Sinirbilimciler, müzikal deneyimle gelen diğer birçok anatomik değişikliği belgelemişlerdir, ancak en derin olanı, sol ve sağ hemisferleri birbirine bağlayan bir sinir lifleri grubu olan korpus kallosumun kalınlaşması olduğu düşünülmektedir. Kimse beynin iki tarafının birbirleriyle iletişim kurmasına yardım eden şeyin ne olduğundan emin değil, ancak bu keşiften 20 yıl sonra kimse bunu yapan başka bir şey bulamadı.

Dahası, MRI taramaları ve EEG kayıtları, müzik çalmanın hatta hatta sadece müzik dinlemenin beynin neredeyse her bölgesini meşgul ettiğini gösteriyor. Yukarıdan aşağıya, önden arkaya, beynin her bölümü bu sürece katılır. Yüksek düşünce ile ilişkili olan frontal korteks gibi beynin en yeni kısımları, uyum sağlar. Hipokampus (hafıza oluşumu için çok önemlidir) ve amigdala (korku ve duygunun merkezi) gibi ortadaki daha eski yapıları, Ayrıca ses tarafından uyarılır. Serebellum gibi beynin daha eski kısımları gibi. Bildiğimiz kadarıyla, hiçbir şey beynin müzik kadar parçasını etkileyemez, bu da evrimimizde önemli bir rol oynadığını düşündürmektedir. Ancak müzik sadece beynin dil tarafından teşvik edilmeyen kısımlarını meşgul etmekle kalmaz, müzikal ve tamamen sözsüz olmak mümkündür. Afazi – konuşma anlayışı veya üretimi kaybı – sık sık inme sonrası ortaya çıkar ve birçok insanın konuşamamasını ve böylece kendilerini izole ve depresyonda hissetmelerini sağlar. Ancak çoğu zaman konuşamayanlar hala takdir edip müzik yaratabiliyorlar. Bunun en ünlü örneği, bir dizi vuruştan sonra afazi geliştiren Rus besteci Vissarion Shebalin (1902-1963). Konuşamıyordu, ancak hala bütün senfonileri yaptı ve ölümünden sadece üç ay önce beşinci ve sonuncusunu tamamladı.

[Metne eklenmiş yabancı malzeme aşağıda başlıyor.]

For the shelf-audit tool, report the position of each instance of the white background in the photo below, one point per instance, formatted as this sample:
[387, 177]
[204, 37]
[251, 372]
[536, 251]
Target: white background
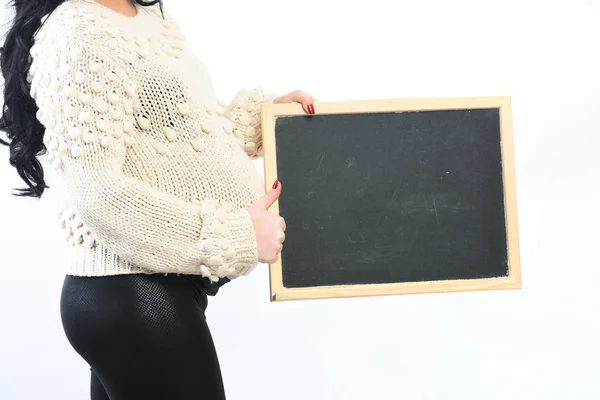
[538, 343]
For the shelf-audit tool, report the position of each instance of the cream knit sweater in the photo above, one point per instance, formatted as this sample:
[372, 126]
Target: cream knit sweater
[158, 170]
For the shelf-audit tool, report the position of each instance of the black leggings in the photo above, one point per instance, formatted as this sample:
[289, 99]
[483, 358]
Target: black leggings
[144, 336]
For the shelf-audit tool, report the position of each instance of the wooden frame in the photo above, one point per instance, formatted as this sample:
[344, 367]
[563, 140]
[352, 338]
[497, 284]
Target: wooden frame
[512, 281]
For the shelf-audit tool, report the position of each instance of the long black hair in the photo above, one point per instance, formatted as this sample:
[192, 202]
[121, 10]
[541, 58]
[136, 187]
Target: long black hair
[23, 130]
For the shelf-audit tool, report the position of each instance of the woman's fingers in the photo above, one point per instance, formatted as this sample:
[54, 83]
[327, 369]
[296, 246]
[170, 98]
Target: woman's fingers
[298, 96]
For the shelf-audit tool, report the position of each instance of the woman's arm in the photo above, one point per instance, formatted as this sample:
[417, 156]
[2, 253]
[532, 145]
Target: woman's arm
[87, 104]
[245, 113]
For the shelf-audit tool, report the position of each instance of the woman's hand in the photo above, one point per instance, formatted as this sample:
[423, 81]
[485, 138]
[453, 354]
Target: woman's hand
[268, 226]
[297, 96]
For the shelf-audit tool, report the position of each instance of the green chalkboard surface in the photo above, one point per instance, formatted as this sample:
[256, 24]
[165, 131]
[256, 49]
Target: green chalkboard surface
[391, 197]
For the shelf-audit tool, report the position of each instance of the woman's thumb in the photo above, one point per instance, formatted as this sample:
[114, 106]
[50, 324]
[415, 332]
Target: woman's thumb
[265, 202]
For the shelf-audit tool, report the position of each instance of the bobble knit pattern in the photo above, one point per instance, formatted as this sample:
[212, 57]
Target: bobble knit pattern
[158, 170]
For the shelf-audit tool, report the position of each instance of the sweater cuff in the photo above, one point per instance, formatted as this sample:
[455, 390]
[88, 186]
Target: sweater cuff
[227, 242]
[245, 113]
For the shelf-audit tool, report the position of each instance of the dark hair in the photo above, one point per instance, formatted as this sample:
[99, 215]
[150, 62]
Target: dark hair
[23, 130]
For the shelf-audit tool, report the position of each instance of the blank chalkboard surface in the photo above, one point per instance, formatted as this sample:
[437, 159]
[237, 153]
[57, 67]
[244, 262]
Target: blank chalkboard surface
[391, 197]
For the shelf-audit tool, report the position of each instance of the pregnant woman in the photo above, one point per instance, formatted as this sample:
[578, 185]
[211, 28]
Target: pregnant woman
[164, 202]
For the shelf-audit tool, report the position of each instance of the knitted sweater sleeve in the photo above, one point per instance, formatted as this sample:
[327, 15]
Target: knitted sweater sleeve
[88, 105]
[245, 113]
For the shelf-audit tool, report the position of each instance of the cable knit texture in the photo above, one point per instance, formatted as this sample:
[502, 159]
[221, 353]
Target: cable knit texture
[158, 169]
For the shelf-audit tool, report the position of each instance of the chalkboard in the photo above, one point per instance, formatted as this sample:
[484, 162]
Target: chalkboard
[392, 197]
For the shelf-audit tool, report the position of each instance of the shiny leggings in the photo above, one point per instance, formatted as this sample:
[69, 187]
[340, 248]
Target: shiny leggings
[144, 336]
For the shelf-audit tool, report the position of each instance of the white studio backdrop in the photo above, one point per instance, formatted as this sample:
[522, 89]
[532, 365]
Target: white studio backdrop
[537, 343]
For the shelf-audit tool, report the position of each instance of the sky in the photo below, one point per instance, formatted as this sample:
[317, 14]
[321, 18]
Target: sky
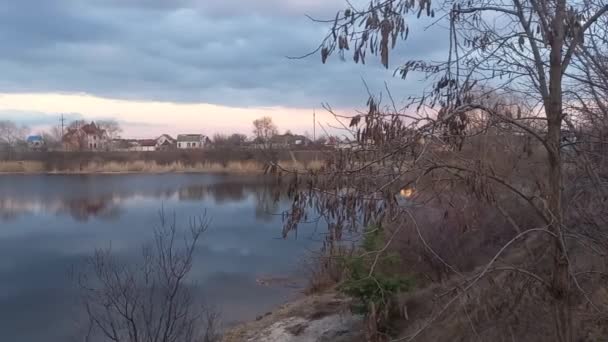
[185, 66]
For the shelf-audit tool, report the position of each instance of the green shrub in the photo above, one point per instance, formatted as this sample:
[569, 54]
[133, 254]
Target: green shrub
[374, 291]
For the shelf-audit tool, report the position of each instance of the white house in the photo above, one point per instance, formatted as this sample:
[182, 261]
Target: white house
[191, 141]
[165, 142]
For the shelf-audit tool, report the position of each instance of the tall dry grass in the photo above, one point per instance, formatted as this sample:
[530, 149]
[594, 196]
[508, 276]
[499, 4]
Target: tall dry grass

Dünya çapında her yıl 15 milyon insan felç geçiriyor ve konuşma zorlukları en yaygın sonuçlardan biri. 1940’larda terapistler melodik tonlama terapisi olarak bilinen bir teknik geliştirmeye başladılar – melodileri kullanarak ve inme mağdurlarının konuşmaları yeniden kazanmalarına yardımcı olmak için şarkı söylemek. Fikir mantıklıydı; Sonuçta, küçük çocuklar alfabeyi şarkı ve ‘ana dili’ ile öğrenirler – ebeveynlerin dünyadaki her kültürde bulunan bebeklerine koştuğu şarkı dili. Sinirbilimciler 1970’lerde, bir inme beynin sol yarımküresindeki bölgelere zarar verdiğinde dil için – özellikle de Broca’nın alan – müzikal eğitiminin hayati öneme sahip bölgelerin bunun yerine konuşma yapma görevini üstlenmelerine neden olabileceğini teorik olarak tanımladılar.

  • Site İçi Yorumlar

Aşağıdaki Boş Yeri Doldurun *Captcha loading...

En az 10 karakter gerekli

Gönderdiğiniz yorum moderasyon ekibi tarafından incelendikten sonra yayınlanacaktır.